Is the priority list of vaccine recipients being maintained?
Now that the few crores of Covid-19 vaccine doses are finally arriving in Bangladesh in batches of tens of lakhs (and many more have been promised to be on their way soon), a new challenge has presented itself for those in charge of distributing the vaccines. That is, the challenge of organising the inoculations in such a way that those who are most vulnerable to the virus are immunised before everyone else.
According to the CDC (Centers for Disease Control and Prevention) in the United States, it is recommended that the initial supplies of vaccines be administered to "healthcare personnel and long-term care facility residents". Given how much more susceptible the elderly are to the virus, they are also usually included in the list of persons to be prioritised during the initial stages of the vaccination programme.
Bangladesh's Covid-19 vaccination campaign is also in line with this, as only people aged above 40 years and frontline workers are supposed to be vaccinated on a priority basis during the current stage of the plan. However, there are some sizable loopholes in the registration process, and people who do not fit the priority criteria are being able to successfully register for and receive the vaccine.
In order to get the vaccine, one has to register online through the website surokkha.gov.bd using information from their NID card and fill out any other required details. If a frontline healthcare professional, above the age of 18 years, wishes to register for the vaccine then they simply need to put in their National Identity Card number in order to get in line and receive the Covid-19 vaccine.
Of course, this presents an issue as there is no way for the automated system to verify that the individual is actually a frontline healthcare worker. In a report published on February 15, 2021, an official linked to the vaccine registration process (choosing to remain anonymous) told The Daily Star that because "the DGHS has no complete list of public and private healthcare staffers in the frontline, the bar was withdrawn recently." He also added that the list which they were provided was not in a "format that supports the database of surokkha.gov.bd".
Even though frontline professionals aged below 40 years of age had to have their NID numbers sent through their respective organisations (and then to the DGHS) in order for them to be uploaded to the website's server, there are still major gaps in the registration process which allow many individuals who are not qualified for the priority-based vaccines to still get inoculated.
However, what might be considered more disconcerting is the DGHS's response to a mishap of such a scale. It was said by the director of the organisation's Management Information System that, "...the system will not understand who is a health worker and who is not.
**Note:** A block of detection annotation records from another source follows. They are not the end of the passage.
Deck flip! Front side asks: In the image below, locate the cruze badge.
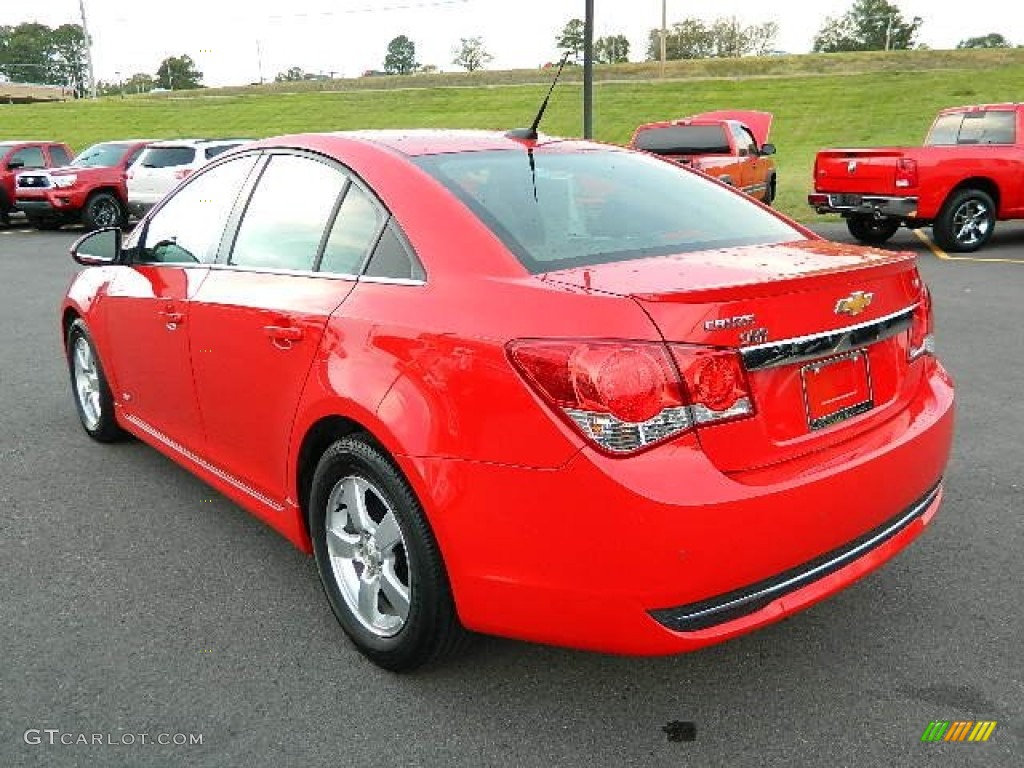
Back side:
[705,314,754,331]
[836,291,874,317]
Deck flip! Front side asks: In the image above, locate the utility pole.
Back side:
[662,0,669,78]
[583,0,594,138]
[78,0,96,98]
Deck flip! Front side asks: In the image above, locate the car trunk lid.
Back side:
[545,241,922,472]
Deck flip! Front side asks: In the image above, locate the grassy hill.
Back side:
[0,49,1024,218]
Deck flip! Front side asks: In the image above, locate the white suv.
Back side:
[127,138,252,216]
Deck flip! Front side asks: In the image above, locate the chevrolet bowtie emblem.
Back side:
[836,291,874,317]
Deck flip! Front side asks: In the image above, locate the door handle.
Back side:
[160,309,185,331]
[263,326,304,349]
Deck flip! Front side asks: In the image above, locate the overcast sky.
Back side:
[0,0,1024,85]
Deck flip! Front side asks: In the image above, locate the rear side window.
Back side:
[633,125,729,155]
[319,184,384,274]
[206,144,241,160]
[50,146,71,166]
[925,110,1017,146]
[230,155,346,271]
[139,146,196,168]
[366,219,427,281]
[956,110,1017,144]
[7,146,46,168]
[413,148,805,272]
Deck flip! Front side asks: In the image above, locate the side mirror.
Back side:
[71,226,122,266]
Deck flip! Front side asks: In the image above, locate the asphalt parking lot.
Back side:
[0,219,1024,768]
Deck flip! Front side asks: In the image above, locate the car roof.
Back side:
[144,138,252,148]
[244,129,602,157]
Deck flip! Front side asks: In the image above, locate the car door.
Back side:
[103,155,257,453]
[189,154,383,501]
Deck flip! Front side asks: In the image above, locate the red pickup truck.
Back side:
[0,141,75,225]
[807,103,1024,252]
[15,139,150,229]
[630,110,777,205]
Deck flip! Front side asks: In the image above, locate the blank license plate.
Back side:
[800,351,874,429]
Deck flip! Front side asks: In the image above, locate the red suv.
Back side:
[15,139,150,229]
[0,141,75,224]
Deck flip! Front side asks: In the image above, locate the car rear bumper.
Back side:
[807,193,919,219]
[400,360,953,654]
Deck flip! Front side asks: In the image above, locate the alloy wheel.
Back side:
[326,475,413,637]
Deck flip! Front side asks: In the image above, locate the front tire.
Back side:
[932,189,995,253]
[846,213,899,246]
[67,318,125,442]
[309,435,467,672]
[82,193,128,230]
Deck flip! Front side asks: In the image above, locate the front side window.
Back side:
[415,145,805,272]
[136,155,257,264]
[72,143,129,168]
[732,125,758,156]
[7,146,46,168]
[50,145,71,167]
[230,155,346,270]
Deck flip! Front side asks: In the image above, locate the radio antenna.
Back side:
[505,51,569,141]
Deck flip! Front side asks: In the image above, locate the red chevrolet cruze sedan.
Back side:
[61,131,953,670]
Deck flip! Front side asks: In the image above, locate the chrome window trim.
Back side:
[739,304,918,371]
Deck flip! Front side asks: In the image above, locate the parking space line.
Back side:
[911,229,1024,264]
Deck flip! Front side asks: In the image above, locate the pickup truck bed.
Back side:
[808,103,1024,252]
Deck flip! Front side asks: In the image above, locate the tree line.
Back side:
[0,23,89,96]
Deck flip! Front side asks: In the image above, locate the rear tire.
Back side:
[846,213,899,246]
[82,193,127,230]
[932,189,995,253]
[309,435,468,672]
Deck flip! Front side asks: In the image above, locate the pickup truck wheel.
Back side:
[82,193,126,229]
[932,189,995,253]
[846,214,899,246]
In the long run, everyone will register and we have to vaccinate everyone. Now if anybody does this [faking professional identities], we cannot do anything about it."
It is understandable—and truth be told, expected—that those in charge of vaccinating a nation of over 16 crore people, with many limited resources, would slip up quite a few times along the way to achieving the aforementioned goal. The issue of insufficient human and other resources is present in Bangladesh no matter what the crisis is. As such, it is commendable that the government has been able to procure the number of vaccines that it has, and that the inoculation process in our nation has begun at the same time as that of other countries with much better stocks of these resources.
Still, this bit of necessary efficiency and success does not automatically discharge the authorities of the responsibility of sticking to their promises. When a rule such as the one in question (that of frontline healthcare workers' vaccination being prioritised) is put in place, it gives people a sense of security and acts as confirmation that their government genuinely has their best interests in mind.
It also goes without saying how important a rule such as this one is. But, alas. While the elderly (in this case, those above the age of 40 years) need to be vaccinated first due to their special physical vulnerability to the virus, the other category of people whose vaccination must be prioritised are those who are most exposed to the virus. Obviously, healthcare staff who are constantly in contact with and are spending the majority of their 24 hours tending to diseased individuals fall under this category.
If those who are personally making sure that we are protected from Covid-19 cannot themselves be shielded from it first, then that exposure will inevitably trickle down to the rest of the population as well. Sure, more and more people are being vaccinated each day. But that does not justify purposely slowing down progress wherever we can achieve it.
It is now more important than ever before—during a global pandemic—that our government must urge all those institutions that are part of the inoculation programme to be strict and vigilant.
The vaccines have arrived and we are thankful for it, but the journey does not even come close to ending here. Now is our opportunity to pull our weight and fight the virus (and its looming variants) with not just the preventative vaccines, but also our own willpower.
Afia Jahin is a member of the editorial team at The Daily Star.